Dexter observed, "Lumen said I gave her her life back, a reversal of my usual role. Well, the fact is she gave me mine back too and I'm left not with what she took from me, but with what she brought -- eyes that saw me, finally, for who I really am and a certainty that nothing, nothing is set in stone, not even darkness."
So you can go and think that Lumen is back in Minnesota and that the season had a happy ending for her. I'll prefer to think that Dexter noticed the change in Lumen earlier and worked his own particular, "You can't break up with me, I'm breaking up with you" magic. That seems more interesting to me. Lumen served her purpose. Just as Julia Stiles was only contracted for one season and never felt likely to become a permanent part of the Miami scene, Lumen wasn't long for this Earth.
Some other quick thoughts on the finale:
*** Another season, another step closer to Deb being ready to accept Dexter for who he is, even if she doesn't know it.
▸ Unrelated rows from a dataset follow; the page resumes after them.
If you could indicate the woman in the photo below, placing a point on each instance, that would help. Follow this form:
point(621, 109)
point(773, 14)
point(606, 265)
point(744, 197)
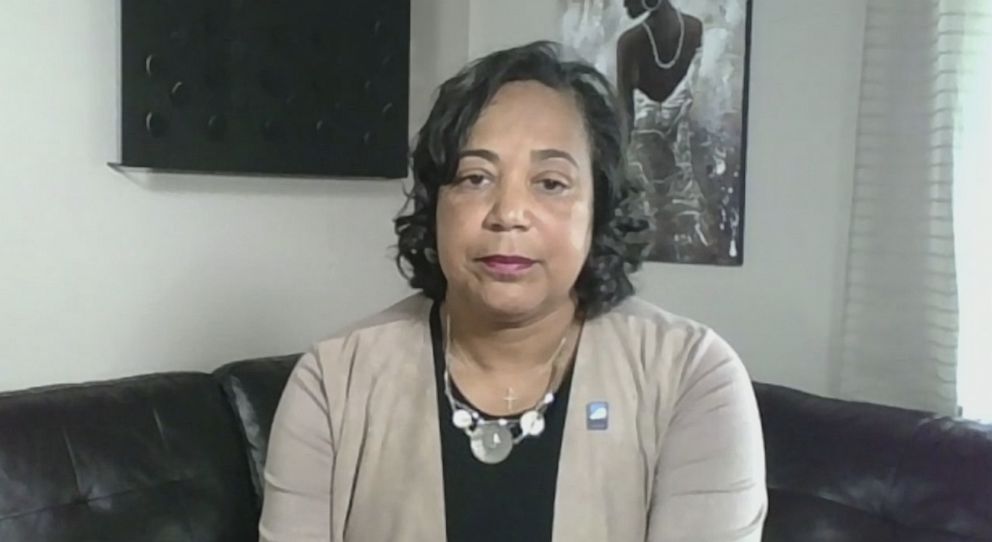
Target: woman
point(657, 63)
point(523, 394)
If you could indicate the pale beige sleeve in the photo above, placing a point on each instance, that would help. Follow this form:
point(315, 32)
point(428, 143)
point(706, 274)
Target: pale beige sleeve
point(710, 478)
point(297, 497)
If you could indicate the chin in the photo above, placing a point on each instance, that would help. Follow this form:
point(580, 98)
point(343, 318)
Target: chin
point(510, 301)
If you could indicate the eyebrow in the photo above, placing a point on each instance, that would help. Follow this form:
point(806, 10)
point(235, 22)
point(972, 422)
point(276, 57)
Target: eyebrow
point(480, 153)
point(547, 154)
point(537, 155)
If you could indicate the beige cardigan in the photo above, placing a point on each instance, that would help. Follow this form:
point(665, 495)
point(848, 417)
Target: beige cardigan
point(354, 454)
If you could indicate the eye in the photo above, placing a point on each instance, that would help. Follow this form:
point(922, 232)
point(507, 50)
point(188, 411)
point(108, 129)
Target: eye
point(472, 180)
point(551, 185)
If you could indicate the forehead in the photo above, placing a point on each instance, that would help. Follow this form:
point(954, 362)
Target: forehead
point(527, 115)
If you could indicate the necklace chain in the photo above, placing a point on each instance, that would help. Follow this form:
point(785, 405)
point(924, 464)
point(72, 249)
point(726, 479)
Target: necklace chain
point(654, 44)
point(508, 422)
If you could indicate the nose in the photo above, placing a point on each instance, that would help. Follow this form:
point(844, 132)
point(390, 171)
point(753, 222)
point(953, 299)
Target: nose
point(510, 207)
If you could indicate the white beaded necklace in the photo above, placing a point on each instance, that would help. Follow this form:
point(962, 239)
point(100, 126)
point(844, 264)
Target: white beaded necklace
point(654, 45)
point(492, 441)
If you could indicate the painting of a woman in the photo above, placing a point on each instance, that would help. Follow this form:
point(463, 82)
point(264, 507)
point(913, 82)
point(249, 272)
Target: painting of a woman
point(680, 71)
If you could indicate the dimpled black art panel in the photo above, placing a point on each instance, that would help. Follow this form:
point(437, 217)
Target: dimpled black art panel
point(315, 87)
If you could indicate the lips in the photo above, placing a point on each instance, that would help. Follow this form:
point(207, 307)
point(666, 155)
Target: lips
point(506, 264)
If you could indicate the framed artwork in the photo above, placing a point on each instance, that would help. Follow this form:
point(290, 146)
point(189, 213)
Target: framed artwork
point(309, 87)
point(681, 71)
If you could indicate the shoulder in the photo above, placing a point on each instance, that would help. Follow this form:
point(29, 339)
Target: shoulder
point(665, 345)
point(694, 31)
point(392, 329)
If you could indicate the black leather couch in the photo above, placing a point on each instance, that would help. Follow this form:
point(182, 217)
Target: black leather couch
point(178, 457)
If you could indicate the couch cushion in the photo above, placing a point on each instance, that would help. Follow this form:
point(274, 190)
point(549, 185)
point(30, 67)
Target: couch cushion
point(846, 471)
point(253, 388)
point(151, 458)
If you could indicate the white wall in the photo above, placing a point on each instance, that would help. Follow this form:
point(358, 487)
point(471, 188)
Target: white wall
point(104, 274)
point(779, 310)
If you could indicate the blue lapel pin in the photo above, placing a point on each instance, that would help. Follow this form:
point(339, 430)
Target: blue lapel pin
point(597, 416)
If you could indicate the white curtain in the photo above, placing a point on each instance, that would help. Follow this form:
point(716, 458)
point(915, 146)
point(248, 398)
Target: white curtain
point(905, 308)
point(972, 219)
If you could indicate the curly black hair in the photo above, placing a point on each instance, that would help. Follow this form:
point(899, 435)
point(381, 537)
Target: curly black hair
point(622, 218)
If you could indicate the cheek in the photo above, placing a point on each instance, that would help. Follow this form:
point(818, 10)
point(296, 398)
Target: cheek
point(580, 228)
In the finale, Dexter and Lumen only escaped because Deb was able to cease to see the world in a detective's black and white and to sympathize with the idea of a vigilante killer being capable setting things right outside the law. Deb giving Dexter and Lumen an hour to clean up their mess just positioned her closer to being able to do Dexter the same courtesy when there isn't a dirty plastic sheet between them. I've read interviews where the writers say the show is over when Deb finds out. I think that's a failure of creativity. The plastic sheet was Dexter's most flimsy evasion-of-capture yet and its inevitability kept me from getting wrapped up in the tension of the finale. There are still things the "Dexter" writers can do that would surprise me, but none of them happened in the finale.
*** So Quinn didn't instantly narc on Dexter because he knows how much Deb loves her brother. And Dexter fudged the bloodwork on Quinn's shoe because he knows how much Quinn loves Deb? But now Quinn suspects Dexter of *something*. And Dexter knows that Quinn knows *something* but he doesn't know what. I'm not sure where that goes. I guess I'm interested, though.
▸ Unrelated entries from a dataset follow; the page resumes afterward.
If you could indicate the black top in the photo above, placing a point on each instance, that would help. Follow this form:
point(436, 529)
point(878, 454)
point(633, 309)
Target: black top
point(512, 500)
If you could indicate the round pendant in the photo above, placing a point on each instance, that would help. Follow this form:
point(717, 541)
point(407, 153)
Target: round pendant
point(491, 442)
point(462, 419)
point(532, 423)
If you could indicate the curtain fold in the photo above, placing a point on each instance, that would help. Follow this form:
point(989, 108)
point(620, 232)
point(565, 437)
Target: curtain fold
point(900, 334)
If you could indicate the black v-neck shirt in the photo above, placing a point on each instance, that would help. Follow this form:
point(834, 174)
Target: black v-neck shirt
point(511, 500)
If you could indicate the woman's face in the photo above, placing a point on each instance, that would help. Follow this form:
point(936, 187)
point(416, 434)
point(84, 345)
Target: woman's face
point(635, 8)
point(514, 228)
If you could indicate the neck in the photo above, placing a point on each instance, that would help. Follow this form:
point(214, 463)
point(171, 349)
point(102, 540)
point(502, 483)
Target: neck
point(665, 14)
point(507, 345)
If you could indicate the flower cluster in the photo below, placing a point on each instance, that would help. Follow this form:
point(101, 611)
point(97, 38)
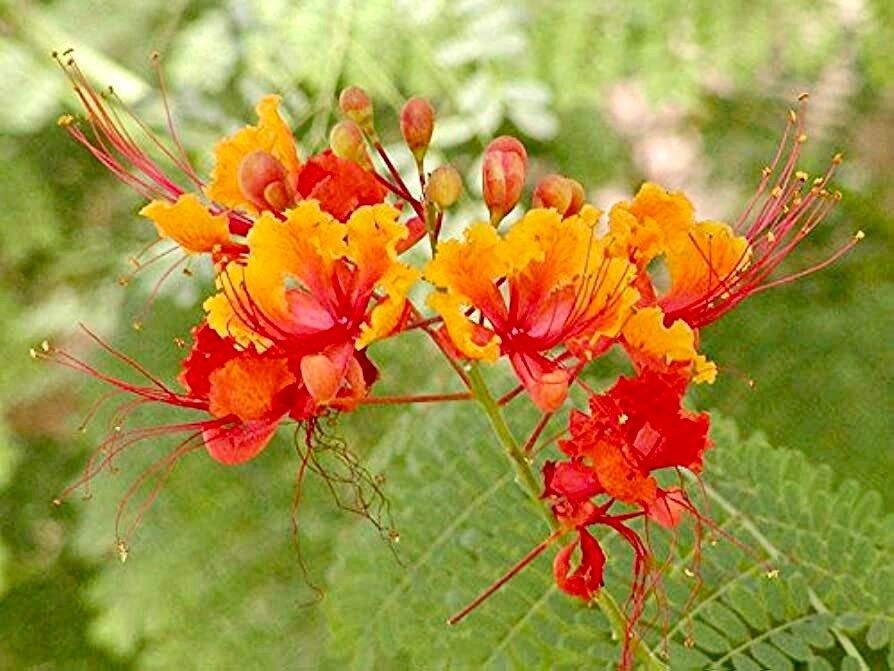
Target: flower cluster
point(311, 271)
*** "Dexter" is a show that functions almost completely because of shoddy police work, but the failure of anybody to look up land-holdings for Eugene Greer is nearly as embarrassing as the fact that they hadn't found out that Jordan Chase was an adopted name to begin with. That's several episodes of plot that could have been erased through a little common sense. And speaking of shoddy police-work/writing, the street vendor who stands at a four-way stoplight and when he's asked what's down the road in one direction says that the *only* thing down that road is an old abandoned summer camp that hasn't been operational for 20 years? That's horrible writing. Or maybe it's just horrible municipal planning, because one of those directions probably doesn't need a light, because there'd never be any reason for somebody to drive down that road that way.
*** BTW, Jordan Chase's full-on transformation into Jason Voorhees, complete with abandoned summer camp trauma? A little fun and a little cheesy. I loved Jordan's retort, "You're laughing like there's some polite way to do this, like there's some etiquette. Killing is killing, Dexter. Let's be honest about that."
*** I expected some sort of payoff for Maria Doyle Kennedy as Harrison's nanny. She still gives me a creepy vibe and I'm not convinced we're not headed for some "Hand that Rocks the Cradle"-style crazy next season.
Tick... tick... tick. That's the sound of this season of "Dexter" running out. What'd you think?